We are wired for novelty. Being grateful for the same things everyday, even if they are worthy of great gratitude, won't have the same effect on our brain as finding something positive and new.
Try it yourself. Take small steps. Every morning or evening for 14 days, write down five things, big or small, for which you are grateful from that day (or the previous day). Check in with how you feel after a fortnight. If the evening doesn't work for you, try the morning.
I have been doing this for nearly 2 years and it has changed my life! I also have my 7 year do it every night so he develops the habit early on.
Gratitude rewires the brain. The more good you see now, the more good you are likely to see later.
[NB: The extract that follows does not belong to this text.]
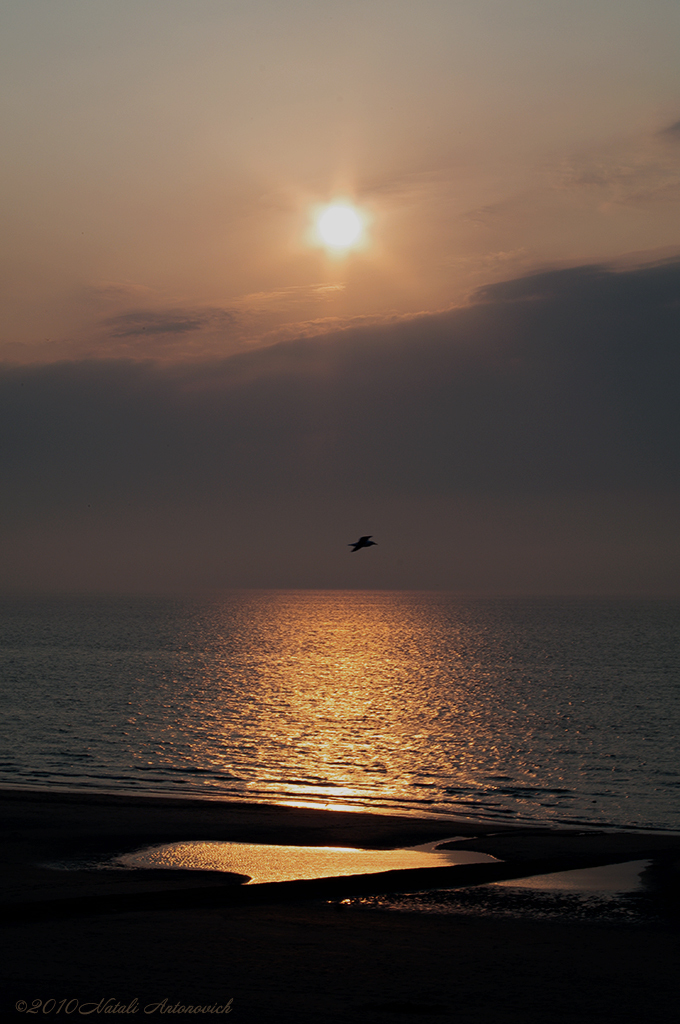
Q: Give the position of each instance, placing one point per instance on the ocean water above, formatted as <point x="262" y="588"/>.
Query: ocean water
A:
<point x="516" y="711"/>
Studies show that those of us who practice gratitude experience more positive emotions, feel more alive, and express more compassion and kindness to others.
Seneca “ranked ingrates below thieves, rapists and adulterers”. As I am none of the latter, I decided to get back into my gratitude ritual after ten days of not practising. I know to achieve more, be happy and make a difference in the world, I have to consciously practice gratitude.
I am now grateful for putting my back out as I have just about healed it myself with yoga, so I feel empowered. I am grateful for the rain as I know there are droughts in many places in the world. And I am thankful for my very spirited two year old. His resilience and determination should hold him in good stead later in life.